Why not take it to a shop? Well the last 2 quotes I got were about $250+ in labor for the rear shocks. That’s too rich for my blood especially for removing 4 bolts. Here’s a high level description of what I had to do, see the Corksport site for detailed instructions and be sure to checkout the Mazdaspeed forums for advice as well.

  1. Raise vehicle onto jack stands, since you’ll need the jack for a later step IMG_0691
  2. Use the floor jack on the lower control arm to compress the rear spring, and to alleviate pressure on the shocks.IMG_0701
  3. Use a 17mm socket to remove the lower bolt of shock  IMG_0693
  4. Use a 12mm deep socket to remove the two nuts holding the top mount in place.IMG_0697
  5. Now you need to manually compress the shock to allow it to clear the lower bracket in order to be removed from the vehicle.
  6. Once removed, used a 13mm socket to remove the nut holding the aluminum mount to the shock. I had to use a pair of vise grips to hold the shock bolt from moving while removing the nut. The stock bump stops were shot.IMG_0704

That is the standard removal steps. Now the rest are Corksport specific. For the Corksport shocks you only need to keep the aluminum mount.
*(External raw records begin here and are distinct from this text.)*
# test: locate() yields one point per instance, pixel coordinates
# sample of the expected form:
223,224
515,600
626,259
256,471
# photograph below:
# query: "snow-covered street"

  1. Retain the stock aluminum mounts, remove the stock bump stops (they’re probably trash anyway), and the stock dust cover.
  2. Place the aluminum mount onto the Corksport shock. You will notice there isn’t much bolt that comes through the mount. This took me a while to figure out. Press the mount down onto the shock, you might have to compress the shock, then put the nut on the bolt and start turning until it latches. This took a bit of pressure and patience. Tighten the nut to 18 lb-ft of torque.
  3. The bump stops pre-installed on the Corksport shocks will compress to allow you to properly torque down the nut and install the mount.

At this point the old shocks will have been removed, the new ones have the mounts installed, and you are ready to install the new ones on the vechicle.

  1. Manually compress the shocks so you can get the shocks into the wheel well.
  2. Insert the top mount onto the 2 mounting bolts.
  3. Align the bottom to the lower bracket. You have 2 options here.
    1. Let the bottom go through the bracket to be compressed by hand later
    2. Keep the shock compressed while you insert the 17mm bolt to hold the bottom of the shock in place.IMG_0702
  4. Install the 12mm nuts on the top mounting bolts. Torque them down to 18 lb-ft.
  5. Now install the 17mm bolt on the bottom and torque it down to 50 lb-ft.
  6. Lower the floor jack to relieve the pressure on the spring.
  7. Re-install the tire and you’re DONE! IMG_0699 IMG_0698
  8. Repeat for the other side.

Now I need to replace the front struts. Those are not as trivial since they involve compressing the springs on the strut, and lot’s of penetrating oil. We’ll see if $250+ is worth it for the front or if I feel inspired to do this myself.